Thursday, January 13, 2011
Redemption Street by Reed Farrel Coleman
Happy New Year blog. It's been awhile.
I just finished reading Redemption Street by Reed Farrel Coleman. It's not literary fiction. It's a private eye novel. It's not part of my effort to read more widely. It was on my list of novels I'm dying to read.
Redemption Street is the second in the Moe Prager series of novels. I've read the books out of order - partly, because I'm growing sick of the genre insistence on series characters; partly because the books are somewhat hard to find. The series is an exception in that there is a well defined story-arc throughout. Part of its appeal is this arc...that and how Coleman jumps around in time throughout the series. The arc is more about family dysfunction and secrets than crime genre minutiae. Another appeal.

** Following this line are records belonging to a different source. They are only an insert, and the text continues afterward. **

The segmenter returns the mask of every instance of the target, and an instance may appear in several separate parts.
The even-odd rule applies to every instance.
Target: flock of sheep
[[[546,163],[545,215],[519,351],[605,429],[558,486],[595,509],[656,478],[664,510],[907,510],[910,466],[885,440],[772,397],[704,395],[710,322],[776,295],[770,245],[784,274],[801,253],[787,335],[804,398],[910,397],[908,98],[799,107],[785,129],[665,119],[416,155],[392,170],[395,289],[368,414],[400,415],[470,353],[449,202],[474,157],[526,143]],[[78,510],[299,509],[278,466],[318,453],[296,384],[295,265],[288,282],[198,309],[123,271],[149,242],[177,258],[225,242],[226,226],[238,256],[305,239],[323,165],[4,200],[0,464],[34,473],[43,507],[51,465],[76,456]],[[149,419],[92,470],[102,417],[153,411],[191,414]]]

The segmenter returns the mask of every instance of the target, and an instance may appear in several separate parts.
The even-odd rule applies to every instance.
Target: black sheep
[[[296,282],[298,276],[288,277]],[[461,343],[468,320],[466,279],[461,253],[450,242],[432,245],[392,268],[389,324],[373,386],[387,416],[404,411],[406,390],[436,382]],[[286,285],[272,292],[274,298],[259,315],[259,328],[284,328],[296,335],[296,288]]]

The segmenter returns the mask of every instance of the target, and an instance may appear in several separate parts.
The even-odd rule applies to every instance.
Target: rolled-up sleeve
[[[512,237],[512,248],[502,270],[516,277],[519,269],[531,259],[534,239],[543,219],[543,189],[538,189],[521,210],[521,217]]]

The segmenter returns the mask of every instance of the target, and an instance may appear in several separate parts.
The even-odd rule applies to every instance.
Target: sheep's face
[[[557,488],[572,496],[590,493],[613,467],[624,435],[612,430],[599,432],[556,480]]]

So what about Redemption Street?
Well, the story arc isn't a big deal here. It's only alluded to. So, in some ways, this reads more as your straight forward private eye novel than any other novel (of the ones I've read) in the series. The plot involves Prager investigating the circumstances around a fire at a Catskills resort hotel sixteen years prior. This is a Coleman novel, so it can't just be a simple case for Moe. It has to touch him personally, so we have Andrea Cotter as one of the victims. She was one of Moe's high school crushes... Coleman often relies on Moe's soft, cushy side and it seems corny when I write about it, but he's much better at it than I. There also an exploration of Jewish cultural assimilation, which again is a pull on Moe's personal feelings. It is the high point of the novel.
The 'mystery' isn't especially spectacular. And the other more 'characterization' stuff I usually find in a Coleman book isn't quite as prevalent. In the end, it's good enough to keep me reading about Moe, but it falls short of every other Coleman book I've read.